Over the past few years, there has been an explosion of therapeutic advances for patients with non–small cell lung cancer (NSCLC) with molecular abnormalities or high levels of PD-L1 expression.
However, most patients with NSCLC do not have these targets, leaving platinum-based chemotherapy doublets—often in combination with angiogenesis inhibitors, such as bevacizumab (Avastin)—as standard treatment.
“The big thing is to not forget your chemotherapy backbones,” says Mary Jo Fidler, MD. “It is easy to jump to some of the immunotherapies or try to apply targeted agents but really, for the patient without a driver mutation and without the high expression of PD-L1, chemotherapy is the best option for them.”
Fidler, an associate professor of Medicine at Rush University Medical Center, discussed this patient population during the 2017 OncLive®
State of the Science Summit on Advanced Non–Small Cell Lung Cancer. In an interview at the meeting, she shared insight on research aiming to improve platinum-based doublet therapy and the role of chemotherapy for non-driver adenocarcinoma in the future.
OncLive: You spoke about patients with stage IV lung adenocarcinoma without driver mutations. What is important to highlight about these patients?
This talk was about systemic treatment of NSCLC in patients without drivers and without a high expression of the PD-L1 protein, which are still the bulk of patients who are coming through the door. We focused on how we got to platinum-doublet therapy as a cornerstone and ways to improve upon it. There were also studies on maintenance strategies, adding angiogenic agents, and studies adding EGFR
-targeted therapies to the backbone of chemotherapy.
In what ways are we improving upon platinum-doublet therapy?
If you look at the survival comparisons between 1 platinum doublet and another, we have made little progress and survival curves are overlapping. However, there are some subtleties and toxicities [between them], and there may be some subtleties in patient selection.

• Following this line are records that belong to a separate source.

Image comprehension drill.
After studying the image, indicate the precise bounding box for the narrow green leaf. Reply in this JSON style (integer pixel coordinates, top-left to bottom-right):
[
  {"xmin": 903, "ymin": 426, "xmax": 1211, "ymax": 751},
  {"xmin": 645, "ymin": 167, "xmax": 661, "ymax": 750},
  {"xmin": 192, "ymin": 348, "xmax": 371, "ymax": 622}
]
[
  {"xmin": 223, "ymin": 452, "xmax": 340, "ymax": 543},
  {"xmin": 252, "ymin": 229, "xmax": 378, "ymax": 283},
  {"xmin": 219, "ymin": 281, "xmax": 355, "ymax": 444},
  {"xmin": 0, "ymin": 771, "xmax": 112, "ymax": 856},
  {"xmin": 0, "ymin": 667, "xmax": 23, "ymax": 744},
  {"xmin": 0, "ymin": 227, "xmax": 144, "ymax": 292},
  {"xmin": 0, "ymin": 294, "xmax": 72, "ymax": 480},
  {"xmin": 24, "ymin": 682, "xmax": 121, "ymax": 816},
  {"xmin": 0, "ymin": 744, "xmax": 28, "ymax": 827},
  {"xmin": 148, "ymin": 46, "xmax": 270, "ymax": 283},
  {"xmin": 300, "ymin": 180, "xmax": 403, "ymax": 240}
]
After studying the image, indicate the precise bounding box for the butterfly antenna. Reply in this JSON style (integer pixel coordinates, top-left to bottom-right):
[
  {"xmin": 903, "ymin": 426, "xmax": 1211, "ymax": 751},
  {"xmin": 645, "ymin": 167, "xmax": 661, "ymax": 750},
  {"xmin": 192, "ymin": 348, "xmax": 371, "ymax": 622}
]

For example, nab-paclitaxel (Abraxane) may have a higher response rate in squamous cell patients. We hear a little bit about why these platinum doublets are not equal and how can we tease them out a little bit.
What do we see with the addition of angiogenesis inhibitors?
People have tried to improve upon the platinum-doublet regimen, and the first big improvement was published several years ago, which was adding bevacizumab to carboplatin/paclitaxel. That made great news at the time and generated great excitement, because the addition of the antiangiogenic/anti-VEGF agent improved the median overall survival (OS), progression-free survival, the 1-year OS, and we saw numbers with a median survival of greater than 1 year which we had not seen in these studies.
Bevacizumab was the first successful strategy to improve upon the platinum-based doublet. Other strategies included adding other agents targeting the blood vasculature, another monoclonal antibody targeting the VEGF-2 receptor, and a small molecular tyrosine kinase inhibitor (TKI) targeting angiogenic pathways.
For patients who are EGFR wild-type, targeting EGFR has been a strategy applied in NSCLC. We have some modest activity with TKIs and we have 1 drug that is FDA approved, which is a monoclonal antibody targeting the EGFR receptor.
Bevacizumab is a drug with promise across multiple tumor types. What impact have you seen it have in lung cancer?
In general, angiogenesis is a valid pathway. One of the challenges with getting big improvements is that we don’t have a biomarker, so we don’t have a way to select patients for it.